The biggest surprise to me at Intersolar was Taiwan Semiconductor Manufacturing Corporation's (TSM) entry into the space. TSM is a $67 billion market capitalization company with $14.1 billion in 2011 revenue, over $4 billion in 2011 net income, and a 3.9% dividend yield (based on the most recent annual dividend of $0.502 and a recent closing price of $12.89). TSM is involved in the design, manufacturing, packaging and selling of semiconductors and other integrated circuit components. TSM has established a CIGS thin film manufacturing facility capable of producing 100 MW per year. However, using a very high price of $0.90 cents per Wp, this would represent just .6% of its annual revenue.
In contrast, General Electric (GE) has announced that it will indefinitely delay construction of its proposed Colorado 400 MW Cd-Te module manufacturing facility. This is most likely a comment on the overall industry but might also be a more focused comment on the long-term viability of Cd-Te technology, especially in light of Abound's recent bankruptcy. The rapid decline in crystalline prices is creating significant challenges for all thin film technologies ranging from Cd-Te to CIGS to amorphous silicon.
The other major surprise for me at Intersolar was the continued presence of an enormous number of module manufacturers. I encountered several companies that were new to me, including Talesun with over 1 GW of capacity and smaller manufacturers Sunowe and Winaico. These companies join the ranks that include established companies like Suntech Power Holdings Co. (STP), LDK, Yingli Green Energy Holding Co. Ltd. (YGE), Trina Solar Ltd. (TSL) and JA Solar Holdings (JASO). All of these companies have market capitalizations below $500 million, less than half of FSLR's. Furthermore, there are still well over 100 module manufacturers in the world. Their combined capacity is still substantially more than market demand.
So what are the investing conclusions from this?
It is quite clear that TSM is simply placing an exploratory bet on solar. With declining prices, solar is rapidly approaching grid parity and has already achieved it in numerous locations. However, it remains to be seen if module manufacturers can actually profit from this trend. TSM's activities in solar should have limited effect on its overall financials, but may position it for the future. TSM and GE's behavior has not had an impact on their performance.
In addition, Cd-Te seems to be losing ground against crystalline technologies, which are rapidly dropping in price.

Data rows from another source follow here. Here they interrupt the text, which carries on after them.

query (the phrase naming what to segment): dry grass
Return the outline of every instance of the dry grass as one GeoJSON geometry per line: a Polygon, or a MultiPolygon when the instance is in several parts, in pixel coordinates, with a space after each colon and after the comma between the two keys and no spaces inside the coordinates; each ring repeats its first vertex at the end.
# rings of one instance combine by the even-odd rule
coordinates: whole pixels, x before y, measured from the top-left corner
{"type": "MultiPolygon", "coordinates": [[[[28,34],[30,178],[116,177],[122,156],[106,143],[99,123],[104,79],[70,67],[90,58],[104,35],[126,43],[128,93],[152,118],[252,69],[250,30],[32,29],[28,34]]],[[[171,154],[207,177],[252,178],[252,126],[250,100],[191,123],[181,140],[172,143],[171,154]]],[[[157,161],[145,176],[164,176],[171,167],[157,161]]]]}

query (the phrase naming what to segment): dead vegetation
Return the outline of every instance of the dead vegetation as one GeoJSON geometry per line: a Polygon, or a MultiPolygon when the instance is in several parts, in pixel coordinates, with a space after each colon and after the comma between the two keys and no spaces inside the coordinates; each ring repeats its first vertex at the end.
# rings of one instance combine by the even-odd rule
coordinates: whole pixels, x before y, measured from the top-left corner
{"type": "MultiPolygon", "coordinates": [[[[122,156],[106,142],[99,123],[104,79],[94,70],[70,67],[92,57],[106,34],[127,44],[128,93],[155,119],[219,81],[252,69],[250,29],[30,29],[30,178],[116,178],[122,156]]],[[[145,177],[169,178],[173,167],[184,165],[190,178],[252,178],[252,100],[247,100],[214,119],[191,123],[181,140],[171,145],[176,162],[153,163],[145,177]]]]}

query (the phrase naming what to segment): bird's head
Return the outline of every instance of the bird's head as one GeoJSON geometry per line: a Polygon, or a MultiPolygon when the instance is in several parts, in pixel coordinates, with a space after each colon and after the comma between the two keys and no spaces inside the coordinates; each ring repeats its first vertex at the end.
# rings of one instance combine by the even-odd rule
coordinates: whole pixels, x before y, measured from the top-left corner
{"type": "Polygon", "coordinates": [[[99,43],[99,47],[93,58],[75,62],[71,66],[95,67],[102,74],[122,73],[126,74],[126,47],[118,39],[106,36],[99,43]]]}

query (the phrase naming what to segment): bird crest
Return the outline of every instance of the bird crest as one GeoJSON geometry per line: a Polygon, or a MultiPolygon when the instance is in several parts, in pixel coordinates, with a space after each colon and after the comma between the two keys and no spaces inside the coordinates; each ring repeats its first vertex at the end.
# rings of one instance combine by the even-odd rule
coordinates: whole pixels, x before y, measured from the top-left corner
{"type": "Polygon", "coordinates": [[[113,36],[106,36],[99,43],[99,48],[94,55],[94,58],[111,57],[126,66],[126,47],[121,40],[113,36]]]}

This suggests that FSLR, despite its large market share and relatively high market capitalization, is a possible short candidate. Given its very high short ratio, this is a widely held view. The obvious risk is that there might be a short squeeze.
Disclaimer: This article is for informational and educational purposes only and shall not be construed to constitute investment advice. Nothing contained herein shall constitute a solicitation, recommendation or endorsement to buy or sell any security.